David was interviewed by TV3 in 2012. Watch this excerpt from the interview where he talks about his life, the loss of his family, and his struggle to lead a normal life once he was released from prison.
“I became more and more depressed by the legal teams’ ongoing battles to achieve anything in the courts. I knew I was becoming institutionalised as each year ground past and I hated myself for falling into that trap…
[Once I got out] I guess the hardest part was just getting used to walking down the street and being able to open the door by myself without having to wait for someone else to open it for me, eating stuff out of the fridge when I felt like it.”
Going out in public
In 2011, David was interviewed by New Idea magazine about fleeting romances and the ’emotional walls’ he has had to build to cope with life. A few months after he was released from prison, David went on a trip to Europe. He said it was only while overseas, where nobody knew who he was, that his“constant guard and awareness all just melted away.” He admitted there were times when he seriously thought about disappearing to some remote South American city rather than return to the public glare awaiting him in New Zealand.
“Walking around the streets of New Zealand, my guard is always up. It’s a protective thing.
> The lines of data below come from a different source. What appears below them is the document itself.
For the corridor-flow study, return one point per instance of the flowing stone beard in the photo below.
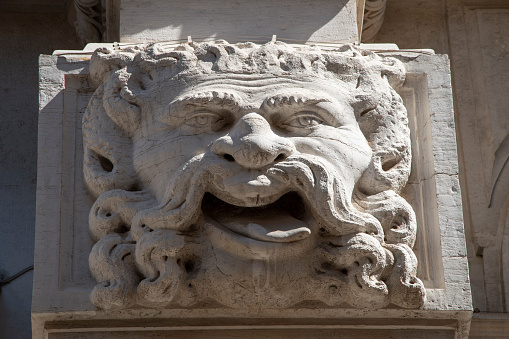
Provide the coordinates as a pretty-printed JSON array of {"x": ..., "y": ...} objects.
[{"x": 308, "y": 207}]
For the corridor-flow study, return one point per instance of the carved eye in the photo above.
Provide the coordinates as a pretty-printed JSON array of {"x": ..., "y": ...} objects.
[
  {"x": 204, "y": 119},
  {"x": 303, "y": 120}
]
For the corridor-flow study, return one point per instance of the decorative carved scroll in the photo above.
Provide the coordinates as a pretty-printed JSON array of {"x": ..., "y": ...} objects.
[{"x": 244, "y": 175}]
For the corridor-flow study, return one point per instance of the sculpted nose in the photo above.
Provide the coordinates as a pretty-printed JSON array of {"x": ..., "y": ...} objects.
[{"x": 252, "y": 144}]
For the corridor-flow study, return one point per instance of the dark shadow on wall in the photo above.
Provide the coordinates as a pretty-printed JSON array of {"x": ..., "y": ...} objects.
[
  {"x": 252, "y": 20},
  {"x": 23, "y": 36}
]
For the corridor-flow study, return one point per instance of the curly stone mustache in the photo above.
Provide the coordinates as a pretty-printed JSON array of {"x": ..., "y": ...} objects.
[{"x": 361, "y": 252}]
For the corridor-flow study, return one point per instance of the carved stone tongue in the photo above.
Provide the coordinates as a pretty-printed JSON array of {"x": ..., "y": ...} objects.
[
  {"x": 278, "y": 228},
  {"x": 281, "y": 221}
]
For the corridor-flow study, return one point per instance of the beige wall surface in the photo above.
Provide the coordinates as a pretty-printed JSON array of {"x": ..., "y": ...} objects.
[
  {"x": 23, "y": 36},
  {"x": 475, "y": 34}
]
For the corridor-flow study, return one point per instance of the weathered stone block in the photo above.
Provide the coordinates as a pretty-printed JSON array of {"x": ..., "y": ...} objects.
[{"x": 266, "y": 187}]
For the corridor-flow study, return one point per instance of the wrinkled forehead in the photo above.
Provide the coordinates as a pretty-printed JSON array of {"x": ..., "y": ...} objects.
[{"x": 256, "y": 88}]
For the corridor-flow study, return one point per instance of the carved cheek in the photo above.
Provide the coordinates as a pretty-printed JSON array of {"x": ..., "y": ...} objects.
[{"x": 345, "y": 148}]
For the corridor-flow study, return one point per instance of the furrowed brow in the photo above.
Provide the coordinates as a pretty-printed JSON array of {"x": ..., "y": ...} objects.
[
  {"x": 290, "y": 100},
  {"x": 180, "y": 105}
]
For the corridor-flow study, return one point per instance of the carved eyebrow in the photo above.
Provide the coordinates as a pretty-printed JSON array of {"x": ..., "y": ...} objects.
[
  {"x": 285, "y": 100},
  {"x": 207, "y": 98}
]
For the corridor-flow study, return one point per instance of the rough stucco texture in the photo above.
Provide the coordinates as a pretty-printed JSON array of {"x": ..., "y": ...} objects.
[{"x": 23, "y": 36}]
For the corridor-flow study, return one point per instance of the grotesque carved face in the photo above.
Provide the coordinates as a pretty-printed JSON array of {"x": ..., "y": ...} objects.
[
  {"x": 247, "y": 125},
  {"x": 216, "y": 164}
]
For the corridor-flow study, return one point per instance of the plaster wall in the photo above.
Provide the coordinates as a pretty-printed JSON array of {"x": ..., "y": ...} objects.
[{"x": 23, "y": 36}]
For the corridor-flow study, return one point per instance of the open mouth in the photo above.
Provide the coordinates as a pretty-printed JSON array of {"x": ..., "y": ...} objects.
[{"x": 285, "y": 220}]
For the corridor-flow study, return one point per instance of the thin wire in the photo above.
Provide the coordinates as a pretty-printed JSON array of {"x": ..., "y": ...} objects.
[{"x": 10, "y": 279}]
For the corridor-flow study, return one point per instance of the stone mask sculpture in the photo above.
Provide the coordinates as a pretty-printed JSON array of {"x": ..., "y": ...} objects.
[{"x": 243, "y": 175}]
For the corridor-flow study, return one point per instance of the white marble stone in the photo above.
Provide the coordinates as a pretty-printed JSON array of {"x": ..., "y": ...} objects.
[{"x": 175, "y": 138}]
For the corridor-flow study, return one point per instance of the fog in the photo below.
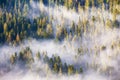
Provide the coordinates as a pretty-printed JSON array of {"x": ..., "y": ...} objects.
[{"x": 97, "y": 63}]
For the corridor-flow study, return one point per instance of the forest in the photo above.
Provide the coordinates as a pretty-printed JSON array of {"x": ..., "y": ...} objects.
[{"x": 59, "y": 39}]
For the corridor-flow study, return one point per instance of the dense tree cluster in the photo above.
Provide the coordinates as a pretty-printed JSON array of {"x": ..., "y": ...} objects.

It’s something I’ve developed over the years of being in prison.”
“I’ve had a couple of uncomfortable situations. People ask me questions all the time. But these are people who obviously don’t believe that I’m innocent. They have their own opinion, and they’re perfectly entitled to believe that. It generally comes with the Dutch courage from a few wines.”
David was diagnosed with Post Traumatic Stress Disorder and had counselling in prison for years on end to help him cope with the loss of his family and the trauma he endured. (See Professor Philip Brindid’s psychiatric assessment.) Once he was released, the legal battles and the publicity continued and David still needed help to make sense of it all. He has now attended counselling for over 18 years.
In 2012 he told the Herald on Sunday that the memories of his dead loved ones continued to haunt him:
“For me it’s not a dream, it’s a waking nightmare and I’ve got to voluntarily talk about it. Every time I talk to the counsellor, every time I talk to Joe or my lawyers, I have to re-live that nightmare.”
How is David doing now?
David works at an engineering firm in Christchurch. He got married in 2014 and now has a baby boy. Highlighting the intrusive nature of the media into every aspect of his life, shortly after the wedding ceremony began, the celebrant was interrupted by three helicopters flying overhead commissioned by three different news outlets.
New Idea magazine asked him about his financial situation:
Although he’s getting back on his feet, David says money is tight. “I’m having to do everything from nothing. I’ve had to do a catch-up of 15 years. I’ve had no income. I’ve managed to put some money aside from my prison earnings, but that’s next to nothing – $25 a week was the top wage when I was there, and you’re working for it.” David says he feels resentful about having to start his life from scratch and is getting to grips with what it costs to be independent.
Clearly, David is doing his best to get on with his life, but it has been a long hard struggle. The $925,000 ex gratia payment he has now received will no doubt help. But the Crown should have admitted its mistakes and offered him an apology as well.